MEIN HERR unrolled the manuscript, but, to my great surprise, instead of reading it, he began to sing it, in a rich mellow voice that seemed to ring through the room.
‘One thousand pounds per annum Is not so bad a figure, come!’
Cried Tottles. ‘And I tell you, flat, A man may marry well on that!
To say "the Husband needs the Wife"
Is not the way to represent it.
The crowning joy of Woman’s life Is Man!’ said Tottles (and he meant it).
The blissful Honey-moon is past:
The Pair have settled down at last:
Mamma-in-law their home will share, And make their happiness her care.
‘Your income is an ample one:
Go it, my children!’ (And they went it).
‘I rayther think this kind of fun Wo’n’t last!’ said Tottles (and he meant it).
They took a little country-box—
A box at Covent Garden also:
They lived a life of double-knocks, Acquaintances began to call so:
Their London house was much the same (It took three hundred, clear, to rent it):
‘Life is a very jolly game!’
Cried happy Tottles (and he meant it).
‘Contented with a frugal lot’
(He always used that phrase at Gunter’s), He bought a handy little yacht—
A dozen serviceable hunters—
The fishing of a Highland Loch—
A sailing-boat to circumvent it—
‘The sounding of that Gaelic "och"
Beats me!’ said Tottles (and he meant it).
Here, with one of those convulsive starts that wake one up in the very act of dropping off to sleep, I became conscious that the deep musical tones that thrilled me did not belong to Mein Herr, but to the French Count. The old man was still conning the manuscript.
‘I beg your pardon for keeping you waiting!’ he said. ‘I was just making sure that I knew the English for all the words.
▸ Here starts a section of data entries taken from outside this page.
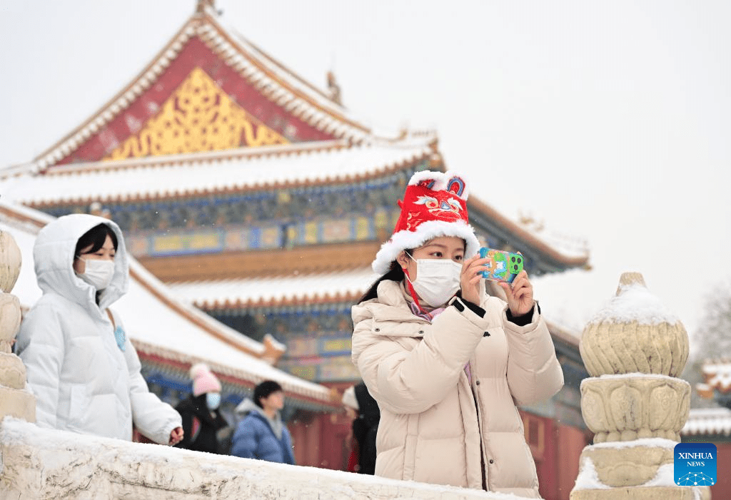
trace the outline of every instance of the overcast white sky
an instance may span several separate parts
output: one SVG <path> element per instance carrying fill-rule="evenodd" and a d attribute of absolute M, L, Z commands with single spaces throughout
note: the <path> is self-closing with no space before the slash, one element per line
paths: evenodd
<path fill-rule="evenodd" d="M 642 272 L 691 334 L 707 291 L 730 282 L 729 2 L 216 4 L 313 83 L 333 69 L 367 124 L 436 128 L 447 166 L 506 215 L 586 239 L 593 271 L 536 280 L 549 317 L 577 333 L 624 271 Z M 87 118 L 194 7 L 2 1 L 0 165 Z"/>

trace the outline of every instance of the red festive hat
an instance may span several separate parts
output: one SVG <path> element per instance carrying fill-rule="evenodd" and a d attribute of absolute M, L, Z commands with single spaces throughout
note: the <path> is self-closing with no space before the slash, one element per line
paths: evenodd
<path fill-rule="evenodd" d="M 433 238 L 455 236 L 466 243 L 466 257 L 480 250 L 467 215 L 469 190 L 464 177 L 452 172 L 420 172 L 412 176 L 398 202 L 401 215 L 393 234 L 381 246 L 371 266 L 379 274 L 407 248 L 418 248 Z"/>

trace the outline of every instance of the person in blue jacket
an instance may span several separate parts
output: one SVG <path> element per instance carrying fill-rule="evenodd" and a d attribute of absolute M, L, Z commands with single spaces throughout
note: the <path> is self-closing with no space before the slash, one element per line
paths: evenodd
<path fill-rule="evenodd" d="M 231 454 L 295 465 L 292 437 L 279 415 L 284 407 L 281 386 L 265 380 L 254 388 L 253 399 L 244 399 L 236 407 L 243 419 L 233 434 Z"/>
I am quite ready now.’ And he read me the following Legend:
‘In a city that stands in the very centre of Africa, and is rarely visited by the casual tourist, the people had always bought eggs—a daily necessary in a climate where egg-flip was the usual diet—from a Merchant who came to their gates once a week.
And the people always bid wildly against each other: so there was quite a lively auction every time the Merchant came, and the last egg in his basket used to fetch the value of two or three camels, or thereabouts. And eggs got dearer every week. And still they drank their egg-flip, and wondered where all their money went to.
‘And there came a day when they put their heads together. And they understood what donkeys they had been.